Nº 2953 du vendredi 13 juin 2014

Semaine politique

L’échelle aux calendes grecques. Les examens au forceps

Au terme d’une longue journée de négociations, le ministre de l’Education, Elias Bou Saab, et les syndicats enseignants se sont ménagé une porte de sortie en faisant passer les examens officiels, mais leur correction dépendra du vote de la grille des salaires. La balle est désormais dans le camp des politiques. Retour sur la longue journée de mardi.
 

Une semaine avant la séance parlementaire reportée, mardi matin, au 19 juin prochain, le monde de l’éducation a préservé l’essentiel. Ce vendredi ont eu lieu les examens du brevet, décalés d’une journée, histoire d’offrir aux syndicats enseignants une petite victoire. Après des semaines de mobilisation, ils se devaient d’obtenir quelque chose. Elias Bou Saab a, lui, obtenu des manifestants qu’ils fassent passer les examens officiels.

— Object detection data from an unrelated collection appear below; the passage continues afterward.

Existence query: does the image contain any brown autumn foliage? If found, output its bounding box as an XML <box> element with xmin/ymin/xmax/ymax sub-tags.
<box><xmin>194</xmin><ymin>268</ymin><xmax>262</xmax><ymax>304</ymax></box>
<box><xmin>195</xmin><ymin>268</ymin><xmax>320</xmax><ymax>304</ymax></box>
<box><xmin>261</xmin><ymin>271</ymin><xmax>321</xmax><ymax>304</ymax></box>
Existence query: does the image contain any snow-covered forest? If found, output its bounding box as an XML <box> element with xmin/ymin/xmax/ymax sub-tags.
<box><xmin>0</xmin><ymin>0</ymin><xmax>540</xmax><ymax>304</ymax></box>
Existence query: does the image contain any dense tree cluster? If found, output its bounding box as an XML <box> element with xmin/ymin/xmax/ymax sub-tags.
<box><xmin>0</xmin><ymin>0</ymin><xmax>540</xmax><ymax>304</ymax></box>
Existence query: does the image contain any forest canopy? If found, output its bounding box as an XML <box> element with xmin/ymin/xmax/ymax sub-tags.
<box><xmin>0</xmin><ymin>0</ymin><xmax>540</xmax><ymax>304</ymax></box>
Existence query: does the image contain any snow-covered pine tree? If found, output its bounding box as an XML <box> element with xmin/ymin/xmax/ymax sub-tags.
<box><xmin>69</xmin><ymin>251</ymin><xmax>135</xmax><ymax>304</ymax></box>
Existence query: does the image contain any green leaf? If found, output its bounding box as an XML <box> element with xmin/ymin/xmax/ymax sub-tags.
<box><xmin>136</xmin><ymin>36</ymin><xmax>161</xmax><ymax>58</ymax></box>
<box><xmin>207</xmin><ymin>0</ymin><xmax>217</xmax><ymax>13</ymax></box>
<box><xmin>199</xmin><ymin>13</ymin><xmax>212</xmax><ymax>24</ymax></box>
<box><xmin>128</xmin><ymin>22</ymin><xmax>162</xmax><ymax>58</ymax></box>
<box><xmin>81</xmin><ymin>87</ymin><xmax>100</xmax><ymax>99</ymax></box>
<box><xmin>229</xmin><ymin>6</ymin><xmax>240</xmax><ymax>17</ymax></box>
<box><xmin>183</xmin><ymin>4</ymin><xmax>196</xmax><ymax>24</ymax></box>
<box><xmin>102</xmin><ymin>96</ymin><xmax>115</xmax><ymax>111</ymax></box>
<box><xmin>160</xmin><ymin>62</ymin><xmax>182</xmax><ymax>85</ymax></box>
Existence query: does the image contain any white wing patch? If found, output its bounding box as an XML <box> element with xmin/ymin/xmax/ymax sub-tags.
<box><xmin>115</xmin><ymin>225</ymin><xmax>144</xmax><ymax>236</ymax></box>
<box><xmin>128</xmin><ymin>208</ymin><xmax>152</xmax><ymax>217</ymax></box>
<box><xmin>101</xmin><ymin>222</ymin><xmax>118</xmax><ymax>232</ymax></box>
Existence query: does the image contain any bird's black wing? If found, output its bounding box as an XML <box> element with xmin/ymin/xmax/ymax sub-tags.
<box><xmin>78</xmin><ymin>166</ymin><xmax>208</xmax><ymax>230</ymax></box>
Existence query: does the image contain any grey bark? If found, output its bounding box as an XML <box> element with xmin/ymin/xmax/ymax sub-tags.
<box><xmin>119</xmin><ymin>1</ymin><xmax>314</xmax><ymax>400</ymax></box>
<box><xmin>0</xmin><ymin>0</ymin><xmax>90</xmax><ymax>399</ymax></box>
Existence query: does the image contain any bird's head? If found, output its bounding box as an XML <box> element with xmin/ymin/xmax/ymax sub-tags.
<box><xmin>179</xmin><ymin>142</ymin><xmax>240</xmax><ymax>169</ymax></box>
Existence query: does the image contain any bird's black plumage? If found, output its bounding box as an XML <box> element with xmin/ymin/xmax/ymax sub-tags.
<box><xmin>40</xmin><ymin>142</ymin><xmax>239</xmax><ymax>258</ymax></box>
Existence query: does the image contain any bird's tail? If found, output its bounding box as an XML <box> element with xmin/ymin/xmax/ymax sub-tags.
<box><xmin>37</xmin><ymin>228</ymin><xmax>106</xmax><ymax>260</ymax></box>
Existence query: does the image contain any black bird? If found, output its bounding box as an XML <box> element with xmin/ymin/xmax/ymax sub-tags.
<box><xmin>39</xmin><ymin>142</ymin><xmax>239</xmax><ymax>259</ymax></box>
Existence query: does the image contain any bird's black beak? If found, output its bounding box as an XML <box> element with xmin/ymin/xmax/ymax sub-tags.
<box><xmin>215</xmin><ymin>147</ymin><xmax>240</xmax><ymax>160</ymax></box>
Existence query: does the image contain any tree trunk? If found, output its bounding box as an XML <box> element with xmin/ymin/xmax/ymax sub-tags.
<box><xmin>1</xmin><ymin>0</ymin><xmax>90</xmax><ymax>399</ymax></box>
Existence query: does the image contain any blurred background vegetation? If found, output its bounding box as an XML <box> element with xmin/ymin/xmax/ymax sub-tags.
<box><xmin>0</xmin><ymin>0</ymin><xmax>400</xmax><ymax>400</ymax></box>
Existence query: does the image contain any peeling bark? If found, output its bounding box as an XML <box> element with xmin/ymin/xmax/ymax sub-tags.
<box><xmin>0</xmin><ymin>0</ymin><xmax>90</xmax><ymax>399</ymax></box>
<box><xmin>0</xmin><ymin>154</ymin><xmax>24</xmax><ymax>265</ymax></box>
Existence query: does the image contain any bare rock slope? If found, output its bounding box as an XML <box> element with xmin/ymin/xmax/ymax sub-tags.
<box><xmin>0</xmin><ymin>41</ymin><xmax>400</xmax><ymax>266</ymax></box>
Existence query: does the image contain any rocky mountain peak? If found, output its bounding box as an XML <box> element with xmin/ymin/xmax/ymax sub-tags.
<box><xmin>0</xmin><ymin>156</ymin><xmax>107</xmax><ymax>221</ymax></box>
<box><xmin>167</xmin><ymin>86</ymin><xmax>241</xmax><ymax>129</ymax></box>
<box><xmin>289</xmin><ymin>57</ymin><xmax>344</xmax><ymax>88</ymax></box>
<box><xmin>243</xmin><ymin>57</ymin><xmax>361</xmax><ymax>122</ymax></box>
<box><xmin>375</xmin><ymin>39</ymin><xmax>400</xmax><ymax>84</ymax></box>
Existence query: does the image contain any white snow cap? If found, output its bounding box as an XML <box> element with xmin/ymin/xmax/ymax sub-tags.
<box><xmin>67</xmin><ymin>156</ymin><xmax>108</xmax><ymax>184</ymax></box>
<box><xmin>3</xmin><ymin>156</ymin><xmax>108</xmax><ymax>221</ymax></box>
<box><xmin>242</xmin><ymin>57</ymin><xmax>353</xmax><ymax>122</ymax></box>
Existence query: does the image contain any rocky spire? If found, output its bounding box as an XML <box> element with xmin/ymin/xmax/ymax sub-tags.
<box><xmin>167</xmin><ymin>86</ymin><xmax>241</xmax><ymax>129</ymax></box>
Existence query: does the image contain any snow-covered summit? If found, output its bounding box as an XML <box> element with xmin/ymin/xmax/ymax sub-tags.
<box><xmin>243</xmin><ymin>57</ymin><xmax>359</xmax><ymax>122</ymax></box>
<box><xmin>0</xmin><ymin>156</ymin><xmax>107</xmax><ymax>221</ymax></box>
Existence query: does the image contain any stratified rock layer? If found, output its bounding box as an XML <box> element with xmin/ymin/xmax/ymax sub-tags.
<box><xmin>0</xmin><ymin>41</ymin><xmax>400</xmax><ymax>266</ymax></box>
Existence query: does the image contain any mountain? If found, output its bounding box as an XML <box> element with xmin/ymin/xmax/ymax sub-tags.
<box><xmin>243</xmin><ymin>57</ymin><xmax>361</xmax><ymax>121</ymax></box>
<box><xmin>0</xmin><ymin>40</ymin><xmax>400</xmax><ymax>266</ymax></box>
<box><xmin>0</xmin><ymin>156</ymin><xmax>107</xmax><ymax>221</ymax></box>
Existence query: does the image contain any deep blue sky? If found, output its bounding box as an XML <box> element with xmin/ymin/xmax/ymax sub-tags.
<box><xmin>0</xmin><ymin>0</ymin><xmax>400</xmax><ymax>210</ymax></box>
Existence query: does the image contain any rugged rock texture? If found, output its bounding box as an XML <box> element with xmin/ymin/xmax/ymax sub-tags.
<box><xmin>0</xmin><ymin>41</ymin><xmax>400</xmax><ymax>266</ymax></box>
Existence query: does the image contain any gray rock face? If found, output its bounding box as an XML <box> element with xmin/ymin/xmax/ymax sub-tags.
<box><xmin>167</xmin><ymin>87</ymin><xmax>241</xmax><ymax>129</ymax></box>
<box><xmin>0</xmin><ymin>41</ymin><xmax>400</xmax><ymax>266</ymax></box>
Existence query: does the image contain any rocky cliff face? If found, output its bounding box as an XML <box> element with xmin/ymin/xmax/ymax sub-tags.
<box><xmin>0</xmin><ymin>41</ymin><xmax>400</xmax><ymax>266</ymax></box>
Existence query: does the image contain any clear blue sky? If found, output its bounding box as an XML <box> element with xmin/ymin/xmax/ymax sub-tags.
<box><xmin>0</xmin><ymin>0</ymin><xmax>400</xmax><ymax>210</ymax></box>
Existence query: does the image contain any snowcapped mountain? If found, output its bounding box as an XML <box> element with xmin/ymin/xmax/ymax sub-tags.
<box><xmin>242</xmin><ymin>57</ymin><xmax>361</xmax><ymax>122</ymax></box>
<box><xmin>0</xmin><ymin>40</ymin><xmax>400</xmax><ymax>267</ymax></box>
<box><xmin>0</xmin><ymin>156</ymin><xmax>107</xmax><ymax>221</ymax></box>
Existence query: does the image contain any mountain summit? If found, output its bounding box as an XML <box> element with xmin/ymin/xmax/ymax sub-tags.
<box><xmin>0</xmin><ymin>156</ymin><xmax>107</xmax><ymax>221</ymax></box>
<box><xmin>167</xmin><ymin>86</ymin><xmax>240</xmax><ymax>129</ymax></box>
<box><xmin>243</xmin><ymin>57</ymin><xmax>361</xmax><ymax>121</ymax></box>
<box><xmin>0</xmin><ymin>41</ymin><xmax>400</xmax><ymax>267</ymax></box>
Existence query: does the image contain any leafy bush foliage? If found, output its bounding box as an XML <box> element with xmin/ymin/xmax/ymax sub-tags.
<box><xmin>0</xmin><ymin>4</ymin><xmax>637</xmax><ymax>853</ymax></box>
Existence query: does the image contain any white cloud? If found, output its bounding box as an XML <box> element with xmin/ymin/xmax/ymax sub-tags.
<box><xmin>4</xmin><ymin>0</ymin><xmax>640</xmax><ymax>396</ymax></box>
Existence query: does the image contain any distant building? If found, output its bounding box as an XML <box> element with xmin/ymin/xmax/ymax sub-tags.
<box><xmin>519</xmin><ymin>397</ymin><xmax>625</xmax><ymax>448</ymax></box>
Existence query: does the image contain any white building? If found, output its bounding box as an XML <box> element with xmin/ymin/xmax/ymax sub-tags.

Le ministre des professeurs est aussi celui des élèves et de leurs parents. Ces derniers ont obtenu gain de cause. On ne joue pas avec l’avenir de nos enfants, n’a-t-il cessé de penser, sans pouvoir le dire aussi clairement par crainte de froisser les troupes du président de la Ligue des enseignants des classes secondaires, Hanna Gharib et «leurs revendications légitimes». Mardi soir, le ministre de l’Education l’a concédé: «Je ne suis pas le Parlement». Au cours de ces négociations nocturnes, la Chambre était représentée par le député Ali Bazzi, membre du bloc de Nabih Berry, dont le rôle dans cette affaire aura été déterminant.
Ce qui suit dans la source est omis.